Vitamin K is a fat-soluble vitamin, so it is stored in fatty tissue in the body. Good sources of vitamin K include green leafy vegetables such as broccoli, cabbage, cauliflower, spinach, and vegetable oils, soybeans and cereals. Vitamin K is also produced in our bodies by the bacteria that line the gastrointestinal tract.
There are two main forms of this vitamin; vitamin K1 (also known as phylloquinone) and vitamin K2 (or menaquinone), which is produced by bacteria in the intestines. Synthetic forms of vitamin K are also available- vitamin K3- but this is not suitable for human consumption.

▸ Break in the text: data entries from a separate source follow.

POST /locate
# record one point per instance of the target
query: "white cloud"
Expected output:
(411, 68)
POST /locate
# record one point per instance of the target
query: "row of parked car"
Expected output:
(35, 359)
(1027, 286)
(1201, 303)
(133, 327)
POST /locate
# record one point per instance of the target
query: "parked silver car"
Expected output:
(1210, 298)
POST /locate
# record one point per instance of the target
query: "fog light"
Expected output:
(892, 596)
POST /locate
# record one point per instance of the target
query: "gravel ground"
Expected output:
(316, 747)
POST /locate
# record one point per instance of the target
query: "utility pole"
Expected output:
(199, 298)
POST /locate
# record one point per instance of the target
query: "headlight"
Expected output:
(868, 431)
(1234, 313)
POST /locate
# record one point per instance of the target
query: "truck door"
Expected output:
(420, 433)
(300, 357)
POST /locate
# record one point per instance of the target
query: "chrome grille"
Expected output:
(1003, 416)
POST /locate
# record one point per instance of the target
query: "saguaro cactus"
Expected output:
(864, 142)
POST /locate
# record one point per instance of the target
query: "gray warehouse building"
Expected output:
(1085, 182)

Health Benefits of Vitamin K
"In this nested case-control study including 250 prostate cancer cases and 494 matched controls, we aimed to confirm this cancer-protective effect using serum undercarboxylated osteocalcin (ucOC), a biomarker of vitamin K status inversely associated with vitamin K intake."
Nimptsch K, Rohrmann S, Nieters A, Linseisen J. Serum undercarboxylated osteocalcin as biomarker of vitamin K intake and risk of prostate cancer: a nested case-control study in the Heidelberg cohort of the European prospective investigation into cancer and nutrition. Cancer Epidemiology, Biomarkers & Prevention 2009, Volume 18, Number 1, Pages 49-56
Last year, the same researchers reported that increased intakes of vitamin K2, but not K1, were associated with a 35 per cent reduction in prostate cancer risk. The potential benefits of K2 were more pronounced for advanced prostate cancer.
Vitamin K also helps the body to absorb the beneficial mineral calcium. Recent studies have suggested that vitamin K can help prevent or treat osteoporosis and the loss of bone density. Several human trials have shown that vitamin K also has preventive and treatment benefits for cancer.
A further study found that increased intake of vitamin K1, and to a lesser extend vitamin D, was associated with protecting against inflammation, and positively effected chronic disease risk, as the lead author explained:
"Our findings provide one potential alternative mechanism for a putative protective effect of vitamin K in the progression of cardiovascular disease and osteoporosis, since both diseases are characterized by inflammation."
Shea MK, et al. Vitamin K and vitamin D Status: Associations with Inflammatory Markers in the Framingham Offspring Study. Am J Epidemiol. 2008 Feb 1;167(3):313-20. Epub 2007 Nov 15.